Застыла.

В семь часов утра в квартире раздался звонок. Она равнодушно спустила с кровати ноги, встала, распахнула дверь.

На пороге покачивался пьяный Илья Моисеевич с сеткой мандаринов в одной руке и бутылкой шампанского в другой. В коридор выглядывали заспанные, ошарашенные лица соседей.

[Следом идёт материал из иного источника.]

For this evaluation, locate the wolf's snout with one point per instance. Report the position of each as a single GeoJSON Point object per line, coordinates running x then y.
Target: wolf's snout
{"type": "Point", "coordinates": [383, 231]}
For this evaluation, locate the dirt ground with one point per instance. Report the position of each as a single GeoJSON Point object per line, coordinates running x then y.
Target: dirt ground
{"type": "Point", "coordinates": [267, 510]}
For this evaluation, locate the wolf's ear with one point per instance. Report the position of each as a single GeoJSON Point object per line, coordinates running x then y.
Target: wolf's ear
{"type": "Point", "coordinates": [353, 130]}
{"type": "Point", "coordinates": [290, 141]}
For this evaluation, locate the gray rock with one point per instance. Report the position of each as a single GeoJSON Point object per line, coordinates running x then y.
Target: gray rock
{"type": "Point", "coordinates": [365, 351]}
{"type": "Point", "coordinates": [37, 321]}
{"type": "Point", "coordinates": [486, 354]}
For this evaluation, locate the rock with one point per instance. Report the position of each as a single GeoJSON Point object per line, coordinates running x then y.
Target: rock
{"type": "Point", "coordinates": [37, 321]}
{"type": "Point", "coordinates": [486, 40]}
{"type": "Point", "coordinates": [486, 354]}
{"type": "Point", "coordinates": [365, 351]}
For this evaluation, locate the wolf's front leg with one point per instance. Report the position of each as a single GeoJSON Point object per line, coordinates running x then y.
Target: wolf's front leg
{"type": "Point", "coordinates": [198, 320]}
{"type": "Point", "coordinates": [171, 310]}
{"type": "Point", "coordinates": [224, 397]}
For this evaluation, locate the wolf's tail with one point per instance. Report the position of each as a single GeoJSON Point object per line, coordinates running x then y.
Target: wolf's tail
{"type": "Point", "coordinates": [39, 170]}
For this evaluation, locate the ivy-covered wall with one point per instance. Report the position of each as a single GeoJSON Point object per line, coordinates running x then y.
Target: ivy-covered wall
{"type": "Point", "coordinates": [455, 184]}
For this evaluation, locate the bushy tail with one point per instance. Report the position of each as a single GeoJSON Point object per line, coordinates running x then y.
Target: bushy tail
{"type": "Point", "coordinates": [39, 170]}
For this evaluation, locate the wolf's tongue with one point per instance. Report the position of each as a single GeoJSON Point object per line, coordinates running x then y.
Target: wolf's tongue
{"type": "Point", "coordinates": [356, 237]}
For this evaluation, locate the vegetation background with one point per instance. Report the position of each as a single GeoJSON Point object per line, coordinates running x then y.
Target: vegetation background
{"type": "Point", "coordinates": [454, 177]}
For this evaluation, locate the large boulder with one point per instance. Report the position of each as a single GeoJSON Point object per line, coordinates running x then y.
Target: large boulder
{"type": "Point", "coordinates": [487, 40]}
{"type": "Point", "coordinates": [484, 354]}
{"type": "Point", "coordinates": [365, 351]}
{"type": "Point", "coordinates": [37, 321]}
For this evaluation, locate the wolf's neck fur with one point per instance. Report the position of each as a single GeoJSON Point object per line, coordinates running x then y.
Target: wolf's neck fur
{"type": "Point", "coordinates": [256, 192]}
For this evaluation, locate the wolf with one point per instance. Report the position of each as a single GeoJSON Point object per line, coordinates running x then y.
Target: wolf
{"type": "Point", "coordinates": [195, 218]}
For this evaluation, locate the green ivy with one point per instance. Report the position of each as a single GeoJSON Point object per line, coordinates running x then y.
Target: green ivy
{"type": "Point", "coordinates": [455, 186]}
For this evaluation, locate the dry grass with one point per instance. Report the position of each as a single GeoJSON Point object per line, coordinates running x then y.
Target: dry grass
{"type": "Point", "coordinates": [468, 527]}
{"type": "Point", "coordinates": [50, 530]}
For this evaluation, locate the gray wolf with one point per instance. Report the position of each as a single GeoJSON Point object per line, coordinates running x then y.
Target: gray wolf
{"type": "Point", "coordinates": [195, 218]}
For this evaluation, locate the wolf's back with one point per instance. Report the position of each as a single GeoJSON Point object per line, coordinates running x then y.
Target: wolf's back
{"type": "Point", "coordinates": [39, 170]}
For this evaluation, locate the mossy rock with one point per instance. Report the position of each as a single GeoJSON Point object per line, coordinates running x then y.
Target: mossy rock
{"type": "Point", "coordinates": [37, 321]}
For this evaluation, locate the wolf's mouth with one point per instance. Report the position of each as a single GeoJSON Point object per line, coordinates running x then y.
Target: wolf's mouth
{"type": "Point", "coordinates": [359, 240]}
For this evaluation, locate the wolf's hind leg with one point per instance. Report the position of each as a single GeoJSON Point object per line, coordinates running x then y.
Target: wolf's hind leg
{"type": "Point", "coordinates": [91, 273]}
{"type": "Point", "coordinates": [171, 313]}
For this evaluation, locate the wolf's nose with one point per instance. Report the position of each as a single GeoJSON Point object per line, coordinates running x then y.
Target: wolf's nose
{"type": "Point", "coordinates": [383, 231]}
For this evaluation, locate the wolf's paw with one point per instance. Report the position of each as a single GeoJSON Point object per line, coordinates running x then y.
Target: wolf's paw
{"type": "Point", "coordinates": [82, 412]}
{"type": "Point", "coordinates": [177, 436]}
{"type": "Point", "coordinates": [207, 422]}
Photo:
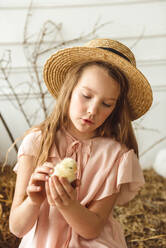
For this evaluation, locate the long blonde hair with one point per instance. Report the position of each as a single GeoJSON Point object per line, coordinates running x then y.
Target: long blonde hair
{"type": "Point", "coordinates": [117, 125]}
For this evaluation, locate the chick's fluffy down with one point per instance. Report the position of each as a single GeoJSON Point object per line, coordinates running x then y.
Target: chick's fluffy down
{"type": "Point", "coordinates": [66, 168]}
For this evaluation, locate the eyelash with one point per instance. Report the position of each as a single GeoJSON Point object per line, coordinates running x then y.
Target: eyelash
{"type": "Point", "coordinates": [105, 105]}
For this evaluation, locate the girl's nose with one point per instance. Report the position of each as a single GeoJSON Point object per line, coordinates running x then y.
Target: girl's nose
{"type": "Point", "coordinates": [93, 108]}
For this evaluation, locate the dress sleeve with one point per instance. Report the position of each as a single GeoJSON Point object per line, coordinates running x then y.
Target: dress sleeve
{"type": "Point", "coordinates": [29, 146]}
{"type": "Point", "coordinates": [125, 177]}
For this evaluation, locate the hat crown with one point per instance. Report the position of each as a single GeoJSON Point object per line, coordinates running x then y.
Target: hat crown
{"type": "Point", "coordinates": [113, 44]}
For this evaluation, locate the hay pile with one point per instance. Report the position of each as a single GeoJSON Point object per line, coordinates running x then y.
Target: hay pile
{"type": "Point", "coordinates": [143, 219]}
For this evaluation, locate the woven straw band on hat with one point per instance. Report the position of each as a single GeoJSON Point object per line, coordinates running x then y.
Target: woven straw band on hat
{"type": "Point", "coordinates": [107, 50]}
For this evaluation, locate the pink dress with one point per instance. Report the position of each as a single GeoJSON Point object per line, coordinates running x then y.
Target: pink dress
{"type": "Point", "coordinates": [104, 167]}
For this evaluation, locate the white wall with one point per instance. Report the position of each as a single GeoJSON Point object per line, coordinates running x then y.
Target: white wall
{"type": "Point", "coordinates": [139, 24]}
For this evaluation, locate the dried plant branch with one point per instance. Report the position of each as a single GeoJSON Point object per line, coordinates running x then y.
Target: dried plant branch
{"type": "Point", "coordinates": [153, 145]}
{"type": "Point", "coordinates": [8, 131]}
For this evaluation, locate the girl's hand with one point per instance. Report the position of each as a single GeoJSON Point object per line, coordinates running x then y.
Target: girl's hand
{"type": "Point", "coordinates": [36, 186]}
{"type": "Point", "coordinates": [59, 192]}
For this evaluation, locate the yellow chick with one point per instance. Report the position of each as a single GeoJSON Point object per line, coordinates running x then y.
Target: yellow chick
{"type": "Point", "coordinates": [66, 168]}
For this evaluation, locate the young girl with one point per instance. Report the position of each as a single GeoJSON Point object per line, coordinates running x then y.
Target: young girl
{"type": "Point", "coordinates": [98, 92]}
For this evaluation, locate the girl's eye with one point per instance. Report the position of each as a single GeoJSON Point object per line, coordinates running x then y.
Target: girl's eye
{"type": "Point", "coordinates": [106, 105]}
{"type": "Point", "coordinates": [86, 96]}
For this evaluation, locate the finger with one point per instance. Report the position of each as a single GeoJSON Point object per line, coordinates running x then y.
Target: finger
{"type": "Point", "coordinates": [48, 164]}
{"type": "Point", "coordinates": [33, 188]}
{"type": "Point", "coordinates": [54, 193]}
{"type": "Point", "coordinates": [38, 177]}
{"type": "Point", "coordinates": [61, 191]}
{"type": "Point", "coordinates": [48, 194]}
{"type": "Point", "coordinates": [44, 169]}
{"type": "Point", "coordinates": [68, 188]}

– Мне в ОГПУ лабораторию дали! – завопил он, размахивая мандаринами и шампанским. – Всё по высшему разряду, НКВД лично курирует! Ты представляешь, кто-то предложил надо мной подшутить в воспитательных целях, чтоб, мол, я место своё знал, не высовывался. Ха-ха-ха-ха, а я обосрался! Что с тобой, Рая? Рая! Кто-нибудь, помогите! Помогите ей!!! Она в обмороке…


Он

Он был уже не молод и не красив: короткий седоватый ершик, морщинки вокруг глаз, неровная линия губ. Но сквозило в его облике – в повороте головы, в походке, в осанке, даже в том, как он держал тонкими пальцами чашку кофе, – сквозило нечто невыразимо чарующее, магнетическое, нечто такое, что, кажется, и нельзя описать словами. Что бы он ни надел – белую футболку ли, костюм ли, или обычную пляжную рубашку с шортами, – все сидело на нем ровно и гладко, словно бальный наряд. При взгляде на него в памяти всплывали старинные английские поместья, запущенный сад, пансион для мальчиков, музыкальный салон матери – канувшая в Лету эпоха, где дамы переодевались к обеду, а мужчины правили миром.

Он отдыхал в отеле с подругой. Она была из той редкой породы женщин, чей возраст сложно поддается определению. Был ли то дар природы или гениальная работа хирурга, но выглядела она одновременно и на тридцать пять, и на сорок, и на пятьдесят пять. В одежде ее была та легкая небрежность, какая присуща очень богатым женщинам, но подушечки пальцев у нее были стертыми, а ногти короткими, что выдавало в ней пианистку или писательницу, а значит, человека, кормящегося трудом. По утрам, прогуливаясь по Английской набережной, я видела, как они сидят на балконе: он читает ей вслух книгу, а она слушает с улыбкой, подперев голову рукой, не сводя взгляда с зеркальной поверхности лазурного моря, в нескольких местах изрезанного белой пеной корабликов и яхт. На спинке стула среди брызг сиреневой лаванды и ванильно-розовых пионов, поднимающихся из напольных стеклянных ваз, висела её широкополая соломенная шляпа с длинной черной лентой; ветер вздувал её, и она трепетала, вытягиваясь вверх, тщетно пытаясь оторваться от тонкой иглы серебряной броши.

Я заметила, что он ни на минуту не оставлял подругу одну. Когда ранним утром она плавала в бассейне, он сидел в баре и следил за ней глазами, но как только она подплывала к бортику, забирал с лежака сброшенный халат и распахивал для неё, выходящей из воды. На завтраке они ходили вместе по огромному ресторану и брали одинаковую еду. В полдень, когда она играла с инструктором в теннис, он пил на пустой трибуне мартини со льдом. Мне нравилось смотреть, как он поднимал с земли мячики и кидал их обратно. Это был красивый взмах подтянутой спортивной руки – четкий, как у скульптуры. Он был ощутимо старше ее, и забота о ней чувствовалась в каждом повороте его головы, импульсе тела. Взгляд его все время выражал озабоченность – не голодная ли она? не устала? не болит ли спина или голова? Я не знала их имен, не знала, откуда они; несколько раз я услышала, как он по-французски обращался к ней «душа моя», а она в ответ звала его «ангел мой». Это было нежно и по-старомодному, без всякого зоопарка.

Однажды на пляже я увидела, как она плачет подле него. Обычно мужчины или теряются от женских слез или сердятся, а он усадил её к себе на колени и гладил, как маленькую, по голове, что-то ласково нашептывая на ухо. Затем она откинулась на лежак, а он стал массировать ей ноги.